Using the `iris` dataset:

1. Create a **pairplot** with `species` mapped to `hue`.
2. Make a **boxplot** of `petal_length` by `species`.
3. Build a **correlation heatmap** with annotations. Which two numeric features are most strongly correlated?

In [None]:
# 1. Pairplot with hue=species


In [None]:
# 2. Boxplot: petal_length by species


In [None]:
# 3. Correlation heatmap


#### Answer

In [None]:
sns.pairplot(data=iris, hue='species');

In [None]:
sns.boxplot(data=iris, x='species', y='petal_length');

In [None]:
corrmat = iris.corr(numeric_only=True)
sns.heatmap(corrmat, annot=True);

---
## 4. Full EDA Walkthrough — Covid Data

Let's practice a complete EDA workflow on a real dataset.
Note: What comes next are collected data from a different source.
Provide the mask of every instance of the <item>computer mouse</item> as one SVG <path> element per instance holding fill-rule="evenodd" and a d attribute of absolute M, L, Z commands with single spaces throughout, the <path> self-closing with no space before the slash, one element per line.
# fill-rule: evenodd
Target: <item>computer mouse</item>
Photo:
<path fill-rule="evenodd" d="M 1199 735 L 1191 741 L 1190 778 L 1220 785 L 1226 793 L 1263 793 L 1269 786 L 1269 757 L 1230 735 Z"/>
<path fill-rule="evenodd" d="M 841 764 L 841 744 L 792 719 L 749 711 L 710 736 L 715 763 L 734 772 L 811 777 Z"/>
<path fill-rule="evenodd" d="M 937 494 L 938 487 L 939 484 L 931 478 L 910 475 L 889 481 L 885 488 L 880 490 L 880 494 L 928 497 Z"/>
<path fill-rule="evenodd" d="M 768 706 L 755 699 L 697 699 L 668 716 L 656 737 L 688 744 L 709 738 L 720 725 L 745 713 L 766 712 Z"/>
The steps are:

1. **Load** the data and preview it
2. **Describe** with `.describe()` and `.info()`
3. **Check** for missing values and duplicates
4. **Clean** as needed
5. **Visualize** to find patterns and outliers

In [None]:
# import covid data
covid = pd.read_csv('https://raw.githubusercontent.com/PacktPublishing/Python-Data-Cleaning-Cookbook/master/Chapter05/data/covidtotals.csv')
covid.head()

In [None]:
# begin exploring the dataset
covid_desc = covid.describe()
covid_desc

In [None]:
covid.info()

In [None]:
# Check for na values
covid.isna()

In [None]:
# Summarize number of na's by column
nas = covid.isna().sum()
nas

In [None]:
# drop columns with na values
covid = covid.dropna(axis=1)
covid

In [None]:
# check if there are any duplicate rows
covid.duplicated().sum()

In [None]:
# begin visualizing for insights
sns.pairplot(data = covid);

In [None]:
# boxplots to look at distributions
plt.figure(figsize=(12,4))
sns.boxplot(x = covid.region,y=covid.total_deaths_pm)
plt.xticks(rotation=45)
plt.show()

In [None]:
# heatmaps to look at correlations
corrmatc = covid.corr(numeric_only = True) # make correlation matrix
sns.heatmap(data = corrmatc, annot = True);

---
## 5. Activity

1. What did the inital visualizations above reveal that was surprising or interesting? Create an additional Seaborn visualization to explore this.